Monday, October 29, 2012: 3:40 PM
402 (Convention Center )
Steven McIntosh1, Rosemary Cox-Galhotra2, Ashfia Huq3 and Jason Hodges3, (1)Chemical Engineering, Lehigh University, Bethlehem, PA, (2)Department of Chemical Engineering, University of Virginia, Charlottesville, VA, (3)Spallation Neutron Source, Oak Ridge National Laboratory, Oak Ridge, TN

The search for higher conductivity materials for solid oxide fuel cell (SOFC), and ceramic ion-transport membranes (ITMs) is increasingly leading towards more crystallographically complex materials. The traditional materials palette is based on a cubic perovskite structure, with randomly distributed oxygen anion vacancies. Ion transport, which occurs by ion hopping between these sites, is thus directionally homogenous. In contrast, the oxygen anion vacancies in higher order layered-perovskite materials are suggested to be localized within channels or planes within the crystal structure, leading to localization and heterogeneity in the ion transport pathway.
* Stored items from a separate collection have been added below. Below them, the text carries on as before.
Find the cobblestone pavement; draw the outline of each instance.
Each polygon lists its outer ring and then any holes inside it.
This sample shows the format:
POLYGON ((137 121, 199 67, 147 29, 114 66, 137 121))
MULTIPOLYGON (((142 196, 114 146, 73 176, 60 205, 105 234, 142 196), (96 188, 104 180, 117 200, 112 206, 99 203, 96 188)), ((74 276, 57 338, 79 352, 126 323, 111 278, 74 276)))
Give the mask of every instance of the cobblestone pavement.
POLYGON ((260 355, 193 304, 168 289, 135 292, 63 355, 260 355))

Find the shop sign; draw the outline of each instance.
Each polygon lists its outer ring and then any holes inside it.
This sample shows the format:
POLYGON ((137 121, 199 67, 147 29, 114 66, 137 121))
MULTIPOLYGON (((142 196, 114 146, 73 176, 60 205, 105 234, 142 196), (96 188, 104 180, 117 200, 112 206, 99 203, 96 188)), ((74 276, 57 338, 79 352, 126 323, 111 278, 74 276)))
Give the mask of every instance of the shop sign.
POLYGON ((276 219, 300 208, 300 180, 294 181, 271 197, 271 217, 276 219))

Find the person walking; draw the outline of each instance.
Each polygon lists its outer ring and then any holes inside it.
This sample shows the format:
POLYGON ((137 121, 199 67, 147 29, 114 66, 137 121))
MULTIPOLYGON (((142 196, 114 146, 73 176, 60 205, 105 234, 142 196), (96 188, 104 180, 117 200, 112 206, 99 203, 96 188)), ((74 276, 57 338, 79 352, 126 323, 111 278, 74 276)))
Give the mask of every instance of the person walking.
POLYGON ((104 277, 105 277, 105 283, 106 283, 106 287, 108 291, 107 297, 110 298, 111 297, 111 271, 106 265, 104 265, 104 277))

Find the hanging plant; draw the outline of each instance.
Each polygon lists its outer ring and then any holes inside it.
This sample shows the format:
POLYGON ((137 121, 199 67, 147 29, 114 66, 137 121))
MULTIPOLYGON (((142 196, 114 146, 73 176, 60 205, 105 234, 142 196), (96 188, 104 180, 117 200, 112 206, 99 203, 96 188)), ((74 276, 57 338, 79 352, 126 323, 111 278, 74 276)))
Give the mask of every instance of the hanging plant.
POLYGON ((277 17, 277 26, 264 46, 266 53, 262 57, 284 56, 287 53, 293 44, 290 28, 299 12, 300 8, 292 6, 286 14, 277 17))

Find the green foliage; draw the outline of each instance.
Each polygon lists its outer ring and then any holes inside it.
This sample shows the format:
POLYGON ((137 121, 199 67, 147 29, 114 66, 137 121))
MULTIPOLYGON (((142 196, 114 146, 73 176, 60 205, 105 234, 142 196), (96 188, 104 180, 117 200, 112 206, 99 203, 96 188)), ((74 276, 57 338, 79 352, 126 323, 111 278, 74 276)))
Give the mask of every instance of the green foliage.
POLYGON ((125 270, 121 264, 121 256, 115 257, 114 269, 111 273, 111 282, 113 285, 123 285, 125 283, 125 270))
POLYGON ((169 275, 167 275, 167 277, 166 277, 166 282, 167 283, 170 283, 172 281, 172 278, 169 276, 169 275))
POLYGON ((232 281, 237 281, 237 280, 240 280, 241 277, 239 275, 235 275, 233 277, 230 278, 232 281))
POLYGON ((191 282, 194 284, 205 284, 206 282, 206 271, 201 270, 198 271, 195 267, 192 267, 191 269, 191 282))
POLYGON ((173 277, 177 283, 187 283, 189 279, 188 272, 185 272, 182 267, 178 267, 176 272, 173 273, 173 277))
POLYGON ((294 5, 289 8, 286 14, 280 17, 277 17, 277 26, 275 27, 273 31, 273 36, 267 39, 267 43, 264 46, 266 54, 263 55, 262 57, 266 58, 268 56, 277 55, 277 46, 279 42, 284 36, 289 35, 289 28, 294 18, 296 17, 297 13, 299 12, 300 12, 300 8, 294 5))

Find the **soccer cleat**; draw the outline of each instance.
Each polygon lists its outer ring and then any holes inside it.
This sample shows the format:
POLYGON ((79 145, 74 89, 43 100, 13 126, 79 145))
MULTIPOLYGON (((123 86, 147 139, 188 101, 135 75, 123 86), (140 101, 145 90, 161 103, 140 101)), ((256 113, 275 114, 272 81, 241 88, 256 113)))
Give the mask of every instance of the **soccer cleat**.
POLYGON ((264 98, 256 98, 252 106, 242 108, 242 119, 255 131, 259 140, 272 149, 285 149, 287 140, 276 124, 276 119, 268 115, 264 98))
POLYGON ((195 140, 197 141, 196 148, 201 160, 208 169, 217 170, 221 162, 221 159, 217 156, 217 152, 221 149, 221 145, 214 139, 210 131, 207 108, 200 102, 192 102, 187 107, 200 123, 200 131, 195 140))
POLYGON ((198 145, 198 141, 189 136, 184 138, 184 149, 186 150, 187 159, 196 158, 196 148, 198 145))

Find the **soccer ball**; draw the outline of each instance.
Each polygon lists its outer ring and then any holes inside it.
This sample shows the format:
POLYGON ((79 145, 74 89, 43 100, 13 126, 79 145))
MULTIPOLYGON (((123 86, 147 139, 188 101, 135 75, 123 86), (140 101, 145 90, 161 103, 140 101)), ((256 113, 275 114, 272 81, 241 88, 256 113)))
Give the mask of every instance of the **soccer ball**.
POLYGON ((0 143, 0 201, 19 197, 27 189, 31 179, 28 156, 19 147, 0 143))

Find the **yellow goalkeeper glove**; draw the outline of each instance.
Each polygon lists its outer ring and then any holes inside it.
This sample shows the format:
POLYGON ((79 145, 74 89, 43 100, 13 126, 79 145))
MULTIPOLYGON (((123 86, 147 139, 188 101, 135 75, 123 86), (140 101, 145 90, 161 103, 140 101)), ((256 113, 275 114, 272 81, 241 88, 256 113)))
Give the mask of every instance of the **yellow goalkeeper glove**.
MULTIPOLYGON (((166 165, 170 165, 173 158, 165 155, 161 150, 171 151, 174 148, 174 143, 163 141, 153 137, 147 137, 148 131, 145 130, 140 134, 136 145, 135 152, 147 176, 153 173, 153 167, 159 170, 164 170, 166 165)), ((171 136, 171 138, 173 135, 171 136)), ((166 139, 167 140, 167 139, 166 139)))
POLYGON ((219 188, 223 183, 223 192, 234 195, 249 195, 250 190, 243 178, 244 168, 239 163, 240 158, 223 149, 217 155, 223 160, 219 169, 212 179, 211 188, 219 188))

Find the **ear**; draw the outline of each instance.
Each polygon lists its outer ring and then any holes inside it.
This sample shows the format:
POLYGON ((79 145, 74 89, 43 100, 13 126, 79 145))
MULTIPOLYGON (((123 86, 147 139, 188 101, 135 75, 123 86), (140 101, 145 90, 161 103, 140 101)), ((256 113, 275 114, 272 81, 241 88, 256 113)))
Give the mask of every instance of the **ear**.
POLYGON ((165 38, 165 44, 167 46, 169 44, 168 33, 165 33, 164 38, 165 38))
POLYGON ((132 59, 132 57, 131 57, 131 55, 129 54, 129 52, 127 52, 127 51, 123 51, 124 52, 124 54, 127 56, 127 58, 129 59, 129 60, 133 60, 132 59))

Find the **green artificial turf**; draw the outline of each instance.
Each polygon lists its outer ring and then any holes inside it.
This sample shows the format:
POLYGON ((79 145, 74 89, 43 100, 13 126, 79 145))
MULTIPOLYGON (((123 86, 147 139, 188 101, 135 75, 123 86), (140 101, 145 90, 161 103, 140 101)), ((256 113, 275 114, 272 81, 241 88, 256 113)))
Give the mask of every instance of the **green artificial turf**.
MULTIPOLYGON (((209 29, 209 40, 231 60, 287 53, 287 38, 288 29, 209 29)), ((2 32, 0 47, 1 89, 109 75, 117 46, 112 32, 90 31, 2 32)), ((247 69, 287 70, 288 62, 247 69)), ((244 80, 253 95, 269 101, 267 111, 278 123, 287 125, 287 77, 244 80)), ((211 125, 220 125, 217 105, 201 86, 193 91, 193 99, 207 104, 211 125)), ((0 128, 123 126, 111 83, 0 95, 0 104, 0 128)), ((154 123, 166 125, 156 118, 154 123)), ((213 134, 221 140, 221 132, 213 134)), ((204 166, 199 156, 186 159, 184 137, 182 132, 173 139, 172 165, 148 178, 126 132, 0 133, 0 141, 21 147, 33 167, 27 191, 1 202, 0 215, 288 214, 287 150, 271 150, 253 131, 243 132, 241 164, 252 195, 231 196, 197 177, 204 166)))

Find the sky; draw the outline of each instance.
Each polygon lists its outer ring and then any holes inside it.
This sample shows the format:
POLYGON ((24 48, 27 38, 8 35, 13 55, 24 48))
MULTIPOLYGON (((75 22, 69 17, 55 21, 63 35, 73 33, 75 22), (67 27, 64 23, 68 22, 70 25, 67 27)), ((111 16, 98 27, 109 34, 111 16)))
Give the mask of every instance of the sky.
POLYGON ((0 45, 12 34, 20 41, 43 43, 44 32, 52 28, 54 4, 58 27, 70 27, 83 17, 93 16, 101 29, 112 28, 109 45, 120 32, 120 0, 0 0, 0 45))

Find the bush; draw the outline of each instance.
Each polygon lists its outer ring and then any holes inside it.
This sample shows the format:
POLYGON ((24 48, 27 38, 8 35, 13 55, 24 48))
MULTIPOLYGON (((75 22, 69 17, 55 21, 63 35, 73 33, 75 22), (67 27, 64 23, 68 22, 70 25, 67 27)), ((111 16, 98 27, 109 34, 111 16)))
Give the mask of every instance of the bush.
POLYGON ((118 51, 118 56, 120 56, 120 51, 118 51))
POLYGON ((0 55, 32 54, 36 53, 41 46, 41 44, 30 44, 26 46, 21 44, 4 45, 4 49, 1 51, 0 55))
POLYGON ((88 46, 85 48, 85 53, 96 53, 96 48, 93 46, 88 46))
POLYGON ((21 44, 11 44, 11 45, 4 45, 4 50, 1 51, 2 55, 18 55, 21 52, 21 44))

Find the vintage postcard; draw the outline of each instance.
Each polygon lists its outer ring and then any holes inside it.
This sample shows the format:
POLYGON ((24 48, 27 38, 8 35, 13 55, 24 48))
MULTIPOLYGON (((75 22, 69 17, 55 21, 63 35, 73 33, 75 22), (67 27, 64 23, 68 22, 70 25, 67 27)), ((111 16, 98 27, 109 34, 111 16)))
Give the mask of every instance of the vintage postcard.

Powder neutron diffraction provides an ideal tool to examine the bulk structure of these materials. Unlike X-ray diffraction, where X-rays interact only weakly with oxygen atoms, neutron diffraction provides information on the position, occupancy, and thermal motion of both the cations and oxygen anions in the materials of interest. This enables the oxygen non-stoichiometry, lattice expansion, and preferred anion transport pathways to be determined in a single experiment. Since these parameters vary with temperature and gas atmosphere, it is necessary to perform these measurements at in-situ conditions.

We will present recent insights into the preferred ion transport pathways in layered perovskites as determined by neutron diffraction between 550 and 825oC at pO2 from 10-1 to 10-4 atm.